Er verlor den Kopf und gestand, dass er seit seinem 14. Jahr dem Teufel angehöre; bei der Lektüre eines Buches aus der Bibliothek seines Oheims sei ihm der Teufel zum ersten Mal erschienen und habe ihm angeboten, alle Frauen, die er mit seinem Hauch berührte, in ihn verliebt zu machen, wofür er ihm Leib und Seele mit seinem Blut verschrieb. So habe er mehr als tausend Frauen mit dem Zauber seines Atems vergiftet, und Madelaine habe eine wahnsinnige Liebe für ihn gefasst und sich rückhaltlos ihm hingegeben usw.

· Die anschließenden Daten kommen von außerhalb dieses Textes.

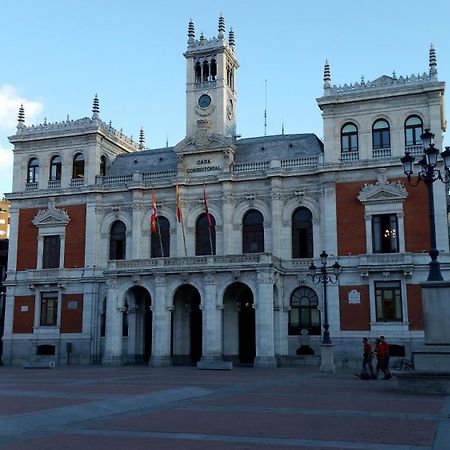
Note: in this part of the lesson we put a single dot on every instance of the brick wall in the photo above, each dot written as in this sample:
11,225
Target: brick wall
415,311
354,316
351,229
23,321
72,313
27,240
417,230
75,236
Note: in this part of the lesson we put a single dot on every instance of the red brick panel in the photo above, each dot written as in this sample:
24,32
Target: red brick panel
415,311
72,313
351,229
23,321
75,236
354,316
417,231
27,240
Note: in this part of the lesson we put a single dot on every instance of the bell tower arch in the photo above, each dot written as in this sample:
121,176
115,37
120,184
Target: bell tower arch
211,67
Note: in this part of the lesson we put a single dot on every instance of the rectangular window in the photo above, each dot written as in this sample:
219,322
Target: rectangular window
49,309
51,254
388,298
385,233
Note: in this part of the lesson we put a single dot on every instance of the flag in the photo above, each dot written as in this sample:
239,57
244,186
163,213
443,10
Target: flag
154,214
179,215
205,202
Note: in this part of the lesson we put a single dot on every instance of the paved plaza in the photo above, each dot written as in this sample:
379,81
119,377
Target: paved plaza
133,408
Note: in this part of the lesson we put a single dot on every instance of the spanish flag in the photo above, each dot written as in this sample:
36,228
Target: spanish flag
178,194
154,214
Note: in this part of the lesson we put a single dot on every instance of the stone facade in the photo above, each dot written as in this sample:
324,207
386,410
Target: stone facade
234,287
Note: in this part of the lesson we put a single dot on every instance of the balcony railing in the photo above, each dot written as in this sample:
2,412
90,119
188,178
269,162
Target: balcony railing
54,184
381,152
349,156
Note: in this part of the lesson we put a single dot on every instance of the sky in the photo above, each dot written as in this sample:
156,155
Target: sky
57,54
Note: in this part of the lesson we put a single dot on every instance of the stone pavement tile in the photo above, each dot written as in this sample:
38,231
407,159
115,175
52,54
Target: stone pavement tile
323,401
10,405
73,441
341,428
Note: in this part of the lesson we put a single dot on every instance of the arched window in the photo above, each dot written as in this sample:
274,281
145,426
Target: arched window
304,313
413,130
103,166
55,168
103,319
349,138
205,235
78,166
253,232
161,239
33,171
198,72
302,233
117,240
381,134
205,71
213,69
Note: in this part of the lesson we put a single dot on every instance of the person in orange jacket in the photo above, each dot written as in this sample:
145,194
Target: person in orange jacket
384,349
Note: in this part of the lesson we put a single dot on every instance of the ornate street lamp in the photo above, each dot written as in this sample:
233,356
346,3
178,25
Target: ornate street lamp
429,174
324,275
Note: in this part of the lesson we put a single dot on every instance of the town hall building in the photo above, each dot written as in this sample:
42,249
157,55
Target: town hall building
121,254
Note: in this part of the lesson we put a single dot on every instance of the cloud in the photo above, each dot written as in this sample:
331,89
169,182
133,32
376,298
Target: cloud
10,101
6,169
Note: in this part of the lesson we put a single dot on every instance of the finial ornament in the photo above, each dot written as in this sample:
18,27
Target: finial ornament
231,38
326,76
221,27
191,31
141,139
21,118
95,108
433,62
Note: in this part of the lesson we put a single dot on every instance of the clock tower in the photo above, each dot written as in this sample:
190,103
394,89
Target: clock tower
210,86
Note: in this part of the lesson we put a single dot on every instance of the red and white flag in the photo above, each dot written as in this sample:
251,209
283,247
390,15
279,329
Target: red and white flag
154,214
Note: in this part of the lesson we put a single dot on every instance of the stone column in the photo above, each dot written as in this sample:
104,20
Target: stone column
265,348
113,339
212,325
161,325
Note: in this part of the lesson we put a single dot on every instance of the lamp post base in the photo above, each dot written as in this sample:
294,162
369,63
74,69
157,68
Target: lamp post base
327,358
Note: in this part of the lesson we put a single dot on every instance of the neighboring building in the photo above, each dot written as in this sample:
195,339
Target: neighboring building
4,219
85,268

Man muss bei diesen Geständnissen hinzufügen, dass Gaufridi während seines Prozesses unaufhörlich weinte, wenig schlief und wenig Nahrung zu sich nahm. Er wusste sehr wohl, dass er mit diesen Geständnissen sein Todesurteil unterschrieb.

Auch nach Gaufridis Tod fuhren die beiden Nonnen fort, zu delirieren. Ein blindes Mädchen, mit Namen Honorée, wurde von Louise Capel ebenfalls der Hexerei angeklagt und musste auf dem Scheiterhaufen enden.

Madelaine von Mandouls lief drei Monate nach Gaufridis Tod barfuß in den Straßen von Carpentras umher und bettelte von Tür zu Tür um Almosen. Später verkaufte sie auf einem Platz kleines Holz, welches sie in den Wäldern gesammelt hatte.